Today's data centers are under constant pressure to achieve higher performance and improved energy efficiency. However, server processors have not made significant improvements in performance and efficiency in more than a decade. The majority of the energy spent by modern CPUs is not in the functional units, but in the peripherals responsible for fetching, decoding, and scheduling instructions and memory accesses. Hence, processor designs that can amortize this overhead across many concurrent threads of execution can achieve significantly higher levels of energy efficiency. The Single-Instruction-Multiple-Threads (SIMT) computational paradigm is a successful example of such a design. SIMT on an abundance of data-level parallelism amortizes instruction overheads across a large number of computations. In fact, the SIMT model has been successfully applied to the other big user of massive-scale computers, namely, high-performance computing (HPC), allowing this domain to take several phenomenal leaps forward over the past decade.

This project leverages the observation that busy high-performance servers frequently service similar or even identical requests concurrently and that, despite periodic control-flow divergence, server workloads repeatedly execute the same instruction sequences across requests.
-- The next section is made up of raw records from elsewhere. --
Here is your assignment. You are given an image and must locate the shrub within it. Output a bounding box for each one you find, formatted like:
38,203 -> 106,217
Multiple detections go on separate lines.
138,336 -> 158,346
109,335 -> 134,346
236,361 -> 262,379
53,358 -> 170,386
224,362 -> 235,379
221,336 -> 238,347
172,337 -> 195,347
This leads to the conjecture that such request-level parallelism can be harnessed with a SIMT processor design to achieve orders of magnitude improvement in the efficiency of server processors. It is also observed that existing SIMT designs are inadequate in exploiting this server request-level parallelism effectively, and that significant innovation in many layers of the computing stack are required to fulfill this promise.

We conduct a detailed cross-layer study of the microarchitecture and memory system to develop a high-performance energy-efficient SIMT server architecture that meets the stringent quality of service demands of server workloads. The project targets designs that permit the adoption of this new type of server processor without a dramatic departure from modern software development practices. To achieve our vision, we develop innovations in SIMT microarchitecture (branch prediction, out-of-order execution, register files and other core parameters), memory subsystem (cache and memory hierarchy, virtual memory coherence, instruction and data prefetch), and operating system (vector system calls and thread scheduling).